Advogados são condenados por reter R$ 239 mil de cliente

Polícia Civil apura ao menos nove inquéritos contra o mesmo escritório

GP
Guilherme Pinazza

Publicado em 7 de julho de 2026, 14:13 — Em Campinas

1 min de leitura
Advogados são condenados por reter R$ 239 mil de cliente
Advogados são condenados por reter R$ 239 mil de cliente

O escritório de advocacia Cremasco, com sede em Campinas, e os advogados José Antonio Cremasco e Thais Proença Cremasco foram condenados pela Justiça a restituir R$ 239,5 mil a um cliente que não recebeu os valores obtidos em uma ação trabalhista encerrada em 2014. A decisão foi publicada na sexta-feira (3) e ainda cabe recurso.

Além da condenação civil, a Secretaria da Segurança Pública do Estado de São Paulo informou que a Polícia Civil investiga outros supostos casos de apropriação de valores que seriam destinados a trabalhadores em processos conduzidos pelo mesmo escritório e pelos mesmos advogados. Há pelo menos nove inquéritos abertos.

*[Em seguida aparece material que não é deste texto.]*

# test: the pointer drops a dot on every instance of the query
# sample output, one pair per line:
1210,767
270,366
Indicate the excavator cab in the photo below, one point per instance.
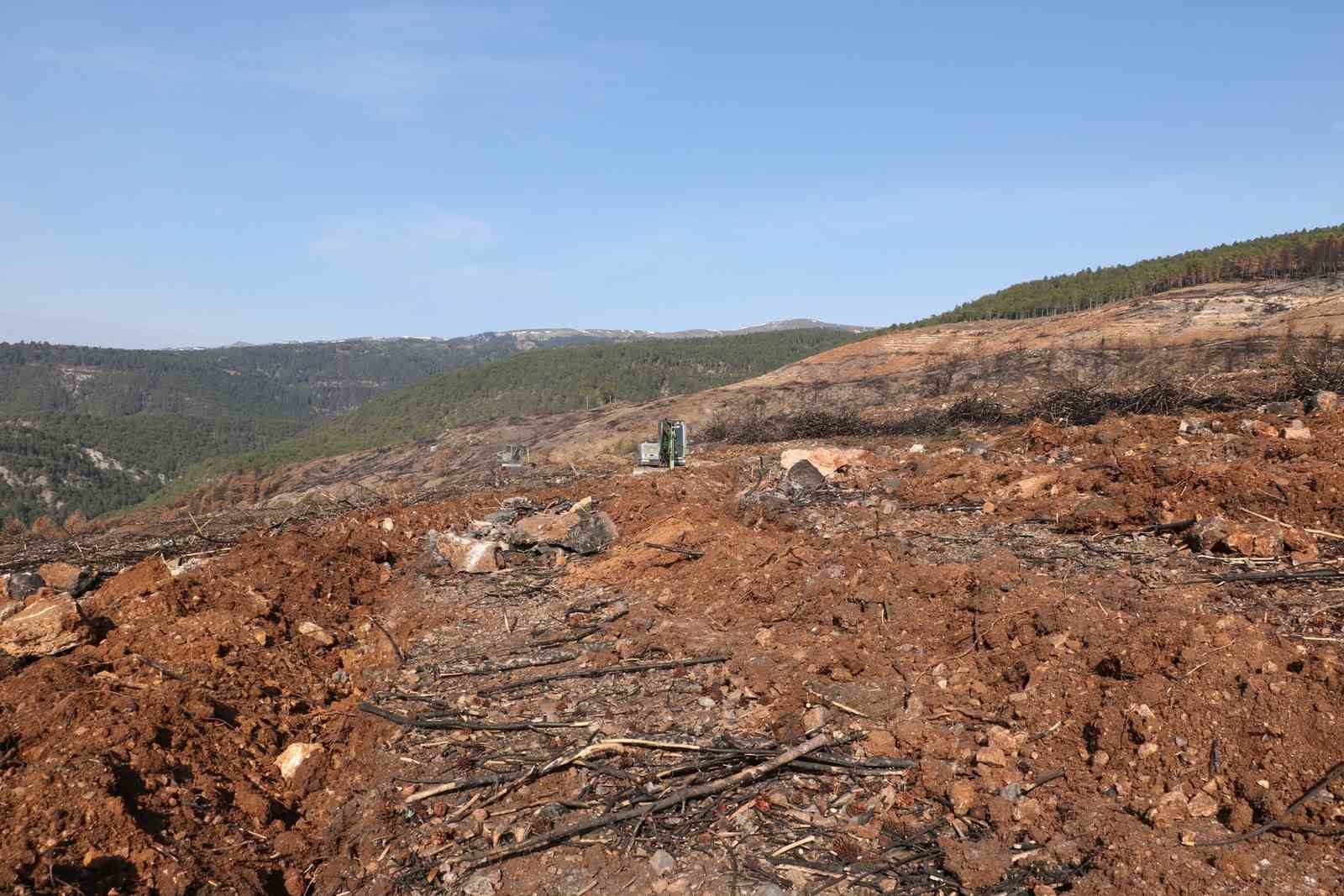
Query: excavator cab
669,450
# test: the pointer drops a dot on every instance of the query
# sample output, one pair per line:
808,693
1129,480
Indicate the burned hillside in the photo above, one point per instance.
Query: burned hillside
1026,658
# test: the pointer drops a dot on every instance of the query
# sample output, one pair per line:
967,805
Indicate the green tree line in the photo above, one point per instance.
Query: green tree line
538,382
1305,253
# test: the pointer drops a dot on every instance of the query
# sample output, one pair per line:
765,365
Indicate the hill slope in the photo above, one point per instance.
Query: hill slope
96,429
537,382
1305,253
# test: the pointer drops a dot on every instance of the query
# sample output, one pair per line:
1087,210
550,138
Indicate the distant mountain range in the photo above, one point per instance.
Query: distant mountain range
97,429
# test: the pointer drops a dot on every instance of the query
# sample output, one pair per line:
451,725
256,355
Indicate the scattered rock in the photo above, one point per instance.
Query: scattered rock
806,477
24,584
1284,409
663,864
976,862
991,757
826,459
483,883
69,578
1171,808
581,530
1252,540
1324,402
813,718
961,795
296,757
318,633
50,624
1296,430
1202,806
1001,738
464,553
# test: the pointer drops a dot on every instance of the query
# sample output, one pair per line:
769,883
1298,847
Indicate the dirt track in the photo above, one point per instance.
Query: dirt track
995,620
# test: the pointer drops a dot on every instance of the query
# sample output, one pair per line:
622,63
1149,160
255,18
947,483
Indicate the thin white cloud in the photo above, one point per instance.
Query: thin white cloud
428,235
394,60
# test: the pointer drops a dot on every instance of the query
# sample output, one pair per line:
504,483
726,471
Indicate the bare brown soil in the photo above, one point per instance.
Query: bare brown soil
1082,710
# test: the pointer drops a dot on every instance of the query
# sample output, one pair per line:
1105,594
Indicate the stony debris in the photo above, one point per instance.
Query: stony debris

Um dos inquéritos foi instaurado em 2025 após denúncia encaminhada pelo Ministério Público do Estado de São Paulo. O MP-SP apontou irregularidades relacionadas ao não repasse de quantias a trabalhadores que teriam saído vencedores em processos sob responsabilidade do escritório.

Em entrevista à EPTV, afiliada da TV Globo, Thais Proença Cremasco responsabilizou o pai, José Antonio Cremasco, pelas supostas retenções. Ela afirmou ter encerrado sua atuação no escritório paterno em 2024, após tomar conhecimento de reclamações de trabalhadores prejudicados. Segundo ela, era José Antonio quem definia em qual conta os valores deveriam ser depositados e quem realizava os pagamentos aos clientes.

José Antonio, por sua vez, atribuiu a responsabilidade à filha, alegando que ela detinha gerência total sobre as contas correntes, tanto da empresa quanto das contas pessoais. Os dois advogados trocam acusações publicamente enquanto as investigações policiais avançam e novos casos são apurados.